Leer a Heródoto no es únicamente mera curiosidad —y, por supuesto, un gran placer—, sino también una necesidad de nuestro tiempo; no sólo porque, como dice Alain Minc, «la historia nos tiene cogidos por la garganta», sino porque no podemos dejar que nos ahogue. El olvido, contra el que lucha la disciplina que cultivó el de Halicarnaso, nos devuelve a un estadio prehumano, mientras que la memoria nos hace humanos porque ella conforma el alma de la humanidad.

Heródoto es un contador de historias. Nos ofrece un mosaico precioso compuesto de narraciones o logoi, cuya base histórica a veces no está muy clara. Pero eso no importa; lo que importa es que el indagador ha registrado lo que ha visto con sus propios ojos (autópsia) y lo que han referido las personas con las que ha hablado: todo ello conforma lo que ha quedado en la memoria de las gentes y eso constituye la verdadera historia. Hemos de tener en cuenta que, en ocasiones, la memoria desdibuja la realidad y da lugar a leyendas o mitos, cuya relación con la historia nadie es capaz de ponderar en su justa medida.

Digámosle a Heródoto: «Cuéntame una historia», y vayamos de su mano a recorrer el mundo antiguo, tan lejano y tan cercano, tan viejo y tan nuevo, tan asombroso y tan bello.
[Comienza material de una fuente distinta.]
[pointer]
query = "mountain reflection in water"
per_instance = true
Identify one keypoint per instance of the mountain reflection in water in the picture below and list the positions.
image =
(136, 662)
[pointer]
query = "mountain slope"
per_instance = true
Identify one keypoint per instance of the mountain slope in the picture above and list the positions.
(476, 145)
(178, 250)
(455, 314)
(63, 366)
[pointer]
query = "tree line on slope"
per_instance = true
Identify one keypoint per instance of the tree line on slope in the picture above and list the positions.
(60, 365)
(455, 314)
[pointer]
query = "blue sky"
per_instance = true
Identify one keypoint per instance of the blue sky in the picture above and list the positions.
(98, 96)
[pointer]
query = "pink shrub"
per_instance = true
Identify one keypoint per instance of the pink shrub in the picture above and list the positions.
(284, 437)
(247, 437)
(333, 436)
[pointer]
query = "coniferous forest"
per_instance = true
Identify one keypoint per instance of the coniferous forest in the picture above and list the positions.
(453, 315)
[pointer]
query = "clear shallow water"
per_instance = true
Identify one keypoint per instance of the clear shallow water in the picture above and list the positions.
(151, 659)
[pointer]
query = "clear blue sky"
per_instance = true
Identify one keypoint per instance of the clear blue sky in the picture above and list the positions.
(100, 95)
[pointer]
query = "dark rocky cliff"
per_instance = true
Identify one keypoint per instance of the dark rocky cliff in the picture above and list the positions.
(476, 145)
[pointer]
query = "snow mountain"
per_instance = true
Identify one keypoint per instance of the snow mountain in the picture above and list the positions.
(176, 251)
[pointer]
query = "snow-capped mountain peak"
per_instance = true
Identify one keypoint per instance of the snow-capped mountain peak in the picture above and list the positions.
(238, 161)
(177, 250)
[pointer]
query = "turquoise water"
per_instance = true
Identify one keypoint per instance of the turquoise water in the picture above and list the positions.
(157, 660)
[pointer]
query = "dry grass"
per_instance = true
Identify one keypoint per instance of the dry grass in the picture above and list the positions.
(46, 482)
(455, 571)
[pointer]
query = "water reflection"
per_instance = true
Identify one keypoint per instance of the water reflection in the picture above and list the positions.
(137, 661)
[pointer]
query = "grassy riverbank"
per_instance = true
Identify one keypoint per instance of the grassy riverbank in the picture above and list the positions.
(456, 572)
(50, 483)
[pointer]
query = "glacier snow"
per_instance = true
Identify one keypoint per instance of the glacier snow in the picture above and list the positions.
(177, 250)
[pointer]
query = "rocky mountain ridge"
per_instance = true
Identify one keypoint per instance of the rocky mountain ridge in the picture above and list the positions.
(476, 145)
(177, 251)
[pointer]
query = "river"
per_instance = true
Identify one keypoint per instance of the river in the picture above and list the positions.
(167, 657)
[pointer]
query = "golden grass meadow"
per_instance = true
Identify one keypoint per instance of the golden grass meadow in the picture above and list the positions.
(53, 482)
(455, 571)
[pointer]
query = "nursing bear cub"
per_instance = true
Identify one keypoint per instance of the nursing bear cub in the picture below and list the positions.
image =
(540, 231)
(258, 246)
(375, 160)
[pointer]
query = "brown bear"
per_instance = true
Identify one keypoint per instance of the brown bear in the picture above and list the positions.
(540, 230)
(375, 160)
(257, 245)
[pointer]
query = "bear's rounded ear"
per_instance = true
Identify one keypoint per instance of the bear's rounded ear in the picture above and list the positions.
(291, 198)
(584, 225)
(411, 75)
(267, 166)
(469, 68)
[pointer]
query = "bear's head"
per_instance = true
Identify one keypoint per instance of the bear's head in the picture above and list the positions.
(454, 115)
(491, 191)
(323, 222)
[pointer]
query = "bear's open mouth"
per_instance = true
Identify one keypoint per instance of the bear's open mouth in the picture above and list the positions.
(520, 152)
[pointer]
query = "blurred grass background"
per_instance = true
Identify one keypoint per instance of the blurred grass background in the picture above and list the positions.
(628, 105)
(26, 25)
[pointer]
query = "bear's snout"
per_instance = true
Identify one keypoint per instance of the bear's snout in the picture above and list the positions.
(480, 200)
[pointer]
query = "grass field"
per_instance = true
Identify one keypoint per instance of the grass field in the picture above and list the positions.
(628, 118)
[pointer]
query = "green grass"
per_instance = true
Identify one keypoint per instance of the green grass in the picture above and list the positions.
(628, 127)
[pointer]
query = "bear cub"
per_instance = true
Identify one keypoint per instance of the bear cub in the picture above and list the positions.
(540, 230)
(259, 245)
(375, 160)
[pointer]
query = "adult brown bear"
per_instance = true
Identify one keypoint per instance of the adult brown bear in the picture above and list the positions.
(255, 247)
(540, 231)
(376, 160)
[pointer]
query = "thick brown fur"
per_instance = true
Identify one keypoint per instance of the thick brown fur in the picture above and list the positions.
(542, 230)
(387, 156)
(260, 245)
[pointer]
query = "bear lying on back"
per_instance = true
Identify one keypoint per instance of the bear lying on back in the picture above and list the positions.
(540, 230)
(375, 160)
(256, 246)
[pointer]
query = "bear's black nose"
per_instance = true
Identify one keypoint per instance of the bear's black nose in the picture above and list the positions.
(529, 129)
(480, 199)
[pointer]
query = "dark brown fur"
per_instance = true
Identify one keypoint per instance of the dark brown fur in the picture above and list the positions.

Después de cada historia intentemos sacar alguna enseñanza de la que es, una vez más en palabras de Cicerón, «magistra vitae», maestra de la vida.

Cuenta la mitología que para determinar el centro del mundo, Zeus soltó dos águilas desde los extremos de la tierra. Las aves volaban a la misma velocidad y se cruzaron en Delfos. Allí colocó el rey de los dioses una piedra de forma cónica llamada ómphalos, que significa ombligo, porque aquel lugar era por decreto divino «el ombligo del mundo». Por su parte, un rey egipcio de la Antigüedad quiso descubrir quiénes fueron los primeros habitantes del mundo. El método que utilizó no fue menos rocambolesco que el que usó el rey del Olimpo: no se valió de dos águilas, sino de dos recién nacidos a los que sometió a un experimento inhumano. El resultado nos lo narra Heródoto y nos da pie a contar nuestra primera historia.

Era una creencia común entre los antiguos que los egipcios eran los primeros habitantes del mundo. Eso fue así hasta que al rey Psamético, en el siglo VII a. C., se le ocurrió hacer un experimento para descubrir cuál era el idioma primigenio y, por lo tanto, qué pueblo era el más antiguo.